JAKARTA - TNI AL telah mengerahkan kapal perang ke Laut Natuna Utara untuk memantau kapal penjaga pantai Tiongkok yang aktif beroperasi di wilayah maritim yang kaya sumber daya alam yang diklaim bersama oleh Indonesia dan Tiongkok.
"Sebuah kapal perang, pesawat patroli maritim, dan drone telah dikerahkan untuk memantau kapal Tiongkok tersebut," kata Kepala Staf TNI Angkatan Laut, Laksamana Muhammad Ali, Sabtu (14/1).
"Kapal Tiongkok tidak melakukan aktivitas mencurigakan. Namun, perlu kita pantau karena sudah lama berada di zona ekonomi eksklusif (ZEE) Indonesia," ujarnya, dikutip dari Aljazeera.
Menurut Inisiatif Keadilan Kelautan Indonesia kepada Reuters, data pelacakan kapal menunjukkan kapal Tiongkok, CCG 5901, telah berlayar di Laut Natuna dan khususnya dekat dengan ladang gas Blok Tuna Indonesia dan ladang minyak dan gas Chim Sao Vietnam sejak 30 Desember.
CCG 5901 Tiongkok adalah kapal penjaga pantai terbesar di dunia dan dijuluki "monster" karena ukurannya. Konvensi Perserikatan Bangsa-Bangsa tentang Hukum Laut (UNCLOS) memberikan hak navigasi kapal melalui ZEE.
Namun, kehadiran kapal Tiongkok yang terkenal itu mungkin menandakan peningkatan ketegasan Tiongkok dan terjadi setelah Vietnam dan Indonesia menyelesaikan kesepakatan tentang batas-batas ZEE mereka di wilayah tersebut. Indonesia juga baru-baru ini menyetujui rencana pengembangan ladang gas Tuna, yang melibatkan perkiraan investasi lebih dari tiga miliar dollar AS untuk memulai produksi.

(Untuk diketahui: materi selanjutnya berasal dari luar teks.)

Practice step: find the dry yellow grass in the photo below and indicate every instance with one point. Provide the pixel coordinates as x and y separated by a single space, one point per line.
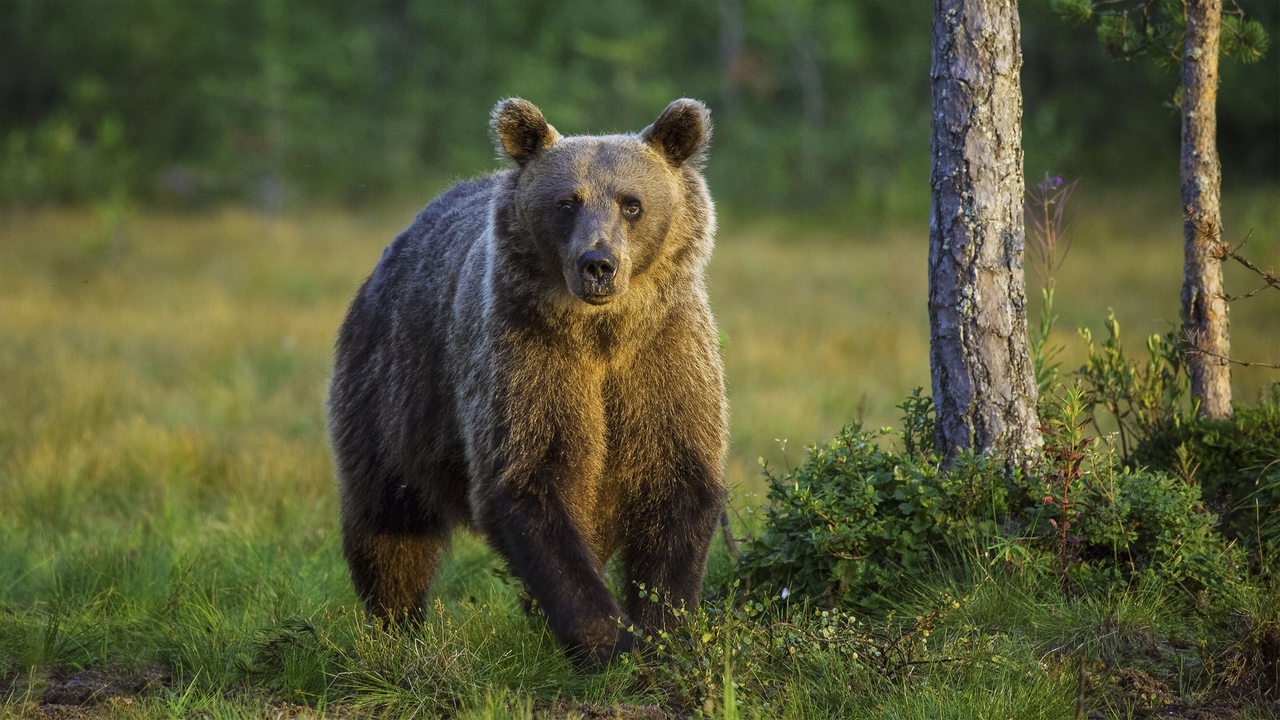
182 333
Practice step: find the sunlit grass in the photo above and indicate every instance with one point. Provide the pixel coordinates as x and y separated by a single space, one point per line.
167 495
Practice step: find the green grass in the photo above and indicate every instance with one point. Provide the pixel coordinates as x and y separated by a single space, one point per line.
168 518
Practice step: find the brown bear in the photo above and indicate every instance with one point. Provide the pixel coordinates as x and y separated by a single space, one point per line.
535 356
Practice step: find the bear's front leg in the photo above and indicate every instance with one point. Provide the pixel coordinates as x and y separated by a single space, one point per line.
666 543
530 525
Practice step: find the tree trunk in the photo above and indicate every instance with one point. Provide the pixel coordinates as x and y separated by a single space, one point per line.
983 382
1205 324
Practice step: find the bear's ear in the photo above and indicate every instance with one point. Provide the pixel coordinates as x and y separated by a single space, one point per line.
681 132
520 130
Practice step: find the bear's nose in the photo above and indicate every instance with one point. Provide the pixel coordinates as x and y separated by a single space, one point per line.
597 265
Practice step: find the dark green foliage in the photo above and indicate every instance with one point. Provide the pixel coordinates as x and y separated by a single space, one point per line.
1235 461
851 523
1141 399
855 518
277 103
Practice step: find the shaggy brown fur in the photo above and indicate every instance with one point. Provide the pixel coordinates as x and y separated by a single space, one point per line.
535 356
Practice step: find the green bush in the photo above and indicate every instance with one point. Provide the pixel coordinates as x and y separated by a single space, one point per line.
1235 463
859 523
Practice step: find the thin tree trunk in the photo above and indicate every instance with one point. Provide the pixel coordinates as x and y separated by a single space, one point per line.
1205 314
983 382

Pada 2017, pemerintah mengganti nama bagian utara zona ekonomi eksklusifnya menjadi Laut Natuna Utara. Ini adalah bagian dari penolakan terhadap ambisi dan klaim teritorial maritim Beijing di Laut Tiongkok Selatan. Indonesia mempertahankan bahwa di bawah UNCLOS, ujung selatan Laut Tiongkok Selatan, sejak berganti nama menjadi Laut Natuna Utara, adalah zona ekonomi eksklusifnya.
Klaim Wilayah Maritim RI
Kapal dari Indonesia dan Tiongkok saling membayangi selama berbulan-bulan di tahun 2021, di dekat anjungan minyak submersible yang telah melakukan uji coba di area pengembangan ladang gas Indonesia. Saat itu, Tiongkok mendesak Indonesia untuk menghentikan uji pengeboran tersebut, dengan mengeklaim bahwa kegiatan tersebut dilakukan di wilayahnya.
Tiongkok mengeklaim wilayah maritim Indonesia berada dalam klaim teritorialnya yang luas di Laut Tiongkok Selatan, yang ditandai dengan "sembilan garis putus-putus" berbentuk U. Pengadilan Arbitrase Permanen di Den Haag menemukan sembilan garis putus-putus tidak memiliki dasar hukum pada 2016.